Primera edición: junio de 2022

ISBN edición impresa 978-956-365-251-2

ISBN edición digital 978-956-365-277-2

Todos los derechos reservados.

Ninguna parte de esta publicación puede ser reproducida sin la autorización de los editores.

Diseño: Constanza Diez

Imagen de portada: Paula de Solminihac

Diagramación digital: Luis Henríquez

www.hueders.cl|[email protected]

Santiago de Chile

Diagramación digital: ebooks [email protected]

“Hilamos laberintosde incansables pensamientos”

SUSAN HOWE

LO FINITO

Siempre me han intrigado las personas que desaparecen de la noche a la mañana, cambian de identidad, cambian de nombre y viven como prófugos de su pasado, en cabañas perdidas en caminos secundarios, en pueblos mineros al borde del abandono, en campamentos de casas rodantes, en parcelas, en moteles, en ciudades donde los locales parecen estar de paso.

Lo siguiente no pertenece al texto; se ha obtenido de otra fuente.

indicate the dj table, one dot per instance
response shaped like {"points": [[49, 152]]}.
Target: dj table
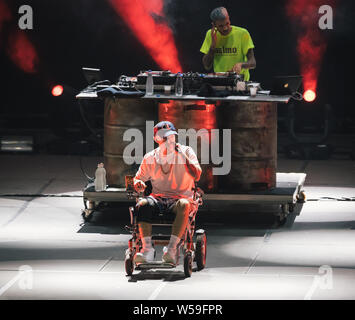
{"points": [[253, 179]]}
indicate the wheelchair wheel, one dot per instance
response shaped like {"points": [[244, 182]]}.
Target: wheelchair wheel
{"points": [[188, 265], [128, 263], [201, 251]]}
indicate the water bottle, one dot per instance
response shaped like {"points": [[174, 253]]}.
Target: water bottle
{"points": [[149, 86], [100, 178], [179, 85]]}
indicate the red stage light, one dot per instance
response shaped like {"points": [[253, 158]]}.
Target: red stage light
{"points": [[57, 90], [311, 43], [309, 95], [22, 52]]}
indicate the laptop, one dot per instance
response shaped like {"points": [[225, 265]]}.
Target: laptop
{"points": [[285, 85], [92, 75]]}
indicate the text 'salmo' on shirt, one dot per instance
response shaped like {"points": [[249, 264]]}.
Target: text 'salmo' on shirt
{"points": [[230, 49]]}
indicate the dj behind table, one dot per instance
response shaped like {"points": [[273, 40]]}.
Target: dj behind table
{"points": [[208, 103]]}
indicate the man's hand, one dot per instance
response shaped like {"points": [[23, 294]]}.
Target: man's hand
{"points": [[139, 186], [238, 67], [213, 37]]}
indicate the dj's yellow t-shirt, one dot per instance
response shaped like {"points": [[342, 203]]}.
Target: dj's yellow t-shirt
{"points": [[230, 49]]}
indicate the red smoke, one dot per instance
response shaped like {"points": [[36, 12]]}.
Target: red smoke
{"points": [[19, 48], [5, 14], [310, 43], [22, 52], [156, 36]]}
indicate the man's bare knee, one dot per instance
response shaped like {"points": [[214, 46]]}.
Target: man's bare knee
{"points": [[142, 202], [182, 205]]}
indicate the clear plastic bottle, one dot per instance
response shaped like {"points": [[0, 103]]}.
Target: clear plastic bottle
{"points": [[100, 178], [149, 86], [179, 86]]}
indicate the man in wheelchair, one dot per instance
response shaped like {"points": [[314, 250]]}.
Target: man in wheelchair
{"points": [[172, 169]]}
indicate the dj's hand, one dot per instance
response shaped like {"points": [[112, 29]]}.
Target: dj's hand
{"points": [[139, 186], [237, 67], [213, 36]]}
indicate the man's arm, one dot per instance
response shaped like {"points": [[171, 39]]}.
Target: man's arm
{"points": [[250, 64], [193, 167], [207, 59]]}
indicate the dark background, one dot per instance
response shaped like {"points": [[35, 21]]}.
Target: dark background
{"points": [[71, 34]]}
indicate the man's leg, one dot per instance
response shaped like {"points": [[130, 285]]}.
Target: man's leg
{"points": [[182, 210], [145, 209]]}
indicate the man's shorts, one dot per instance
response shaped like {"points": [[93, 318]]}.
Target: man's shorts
{"points": [[157, 209]]}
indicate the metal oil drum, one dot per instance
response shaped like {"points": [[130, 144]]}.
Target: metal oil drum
{"points": [[119, 116], [253, 145], [194, 115]]}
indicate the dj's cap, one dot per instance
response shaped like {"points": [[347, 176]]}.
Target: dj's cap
{"points": [[164, 129]]}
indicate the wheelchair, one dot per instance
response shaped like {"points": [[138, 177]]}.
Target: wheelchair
{"points": [[193, 245]]}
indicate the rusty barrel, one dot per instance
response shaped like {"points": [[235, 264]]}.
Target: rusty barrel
{"points": [[194, 115], [253, 145], [119, 116]]}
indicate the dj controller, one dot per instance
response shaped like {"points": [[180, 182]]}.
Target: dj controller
{"points": [[193, 82]]}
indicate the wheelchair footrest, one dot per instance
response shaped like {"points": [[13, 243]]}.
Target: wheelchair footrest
{"points": [[155, 265]]}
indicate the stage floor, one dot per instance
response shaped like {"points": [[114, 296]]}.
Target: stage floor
{"points": [[46, 252]]}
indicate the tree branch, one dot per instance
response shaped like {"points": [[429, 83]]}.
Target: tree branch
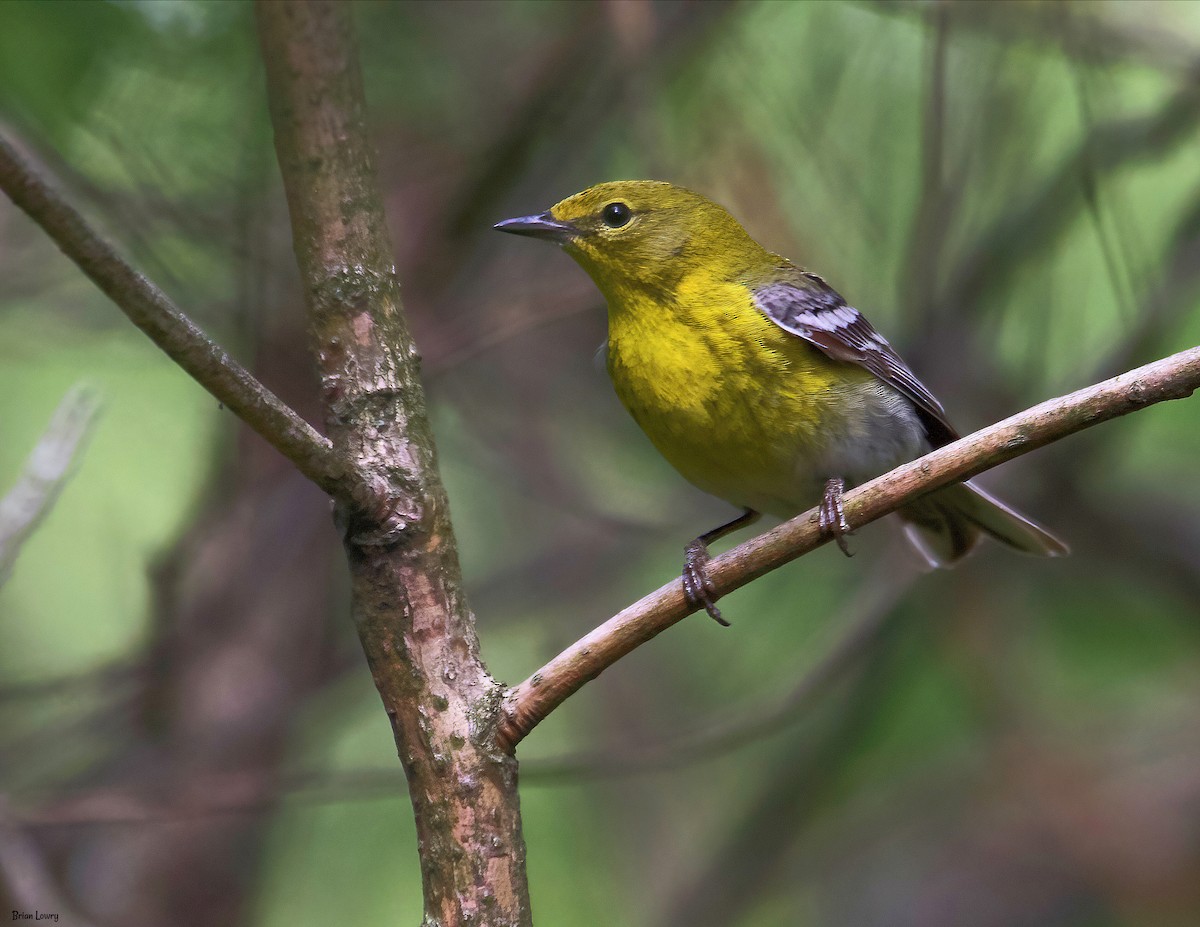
{"points": [[47, 470], [149, 309], [531, 701], [412, 615]]}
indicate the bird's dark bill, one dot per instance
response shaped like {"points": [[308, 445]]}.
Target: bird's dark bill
{"points": [[543, 225]]}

Cada cual enfrenta como puede el deseo de recuperar las oportunidades perdidas. También echamos de menos lo que nunca fuimos. Abundan las personas que terminan convertidas en algo insospechado o muy distinto de lo que pronosticaron. Sacamos cálculos sin percatarnos que la vida obedece a unas matemáticas fortuitas.

Yo soñé con el nomadismo del documentalista en paisajes extremos antes de despertar al sedentarismo del ensayista cuya máxima aventura consiste en no corchetearse un dedo. Alguien podrá decir que reinventarse es una cura transitoria al shock de lo finito: la vida es corta, pasa demasiado rápido; el rango de las experiencias a nuestra disposición, por mucho que arranquemos del pasado cada tanto y lo hagamos en direcciones imprevistas, es siempre muy limitado.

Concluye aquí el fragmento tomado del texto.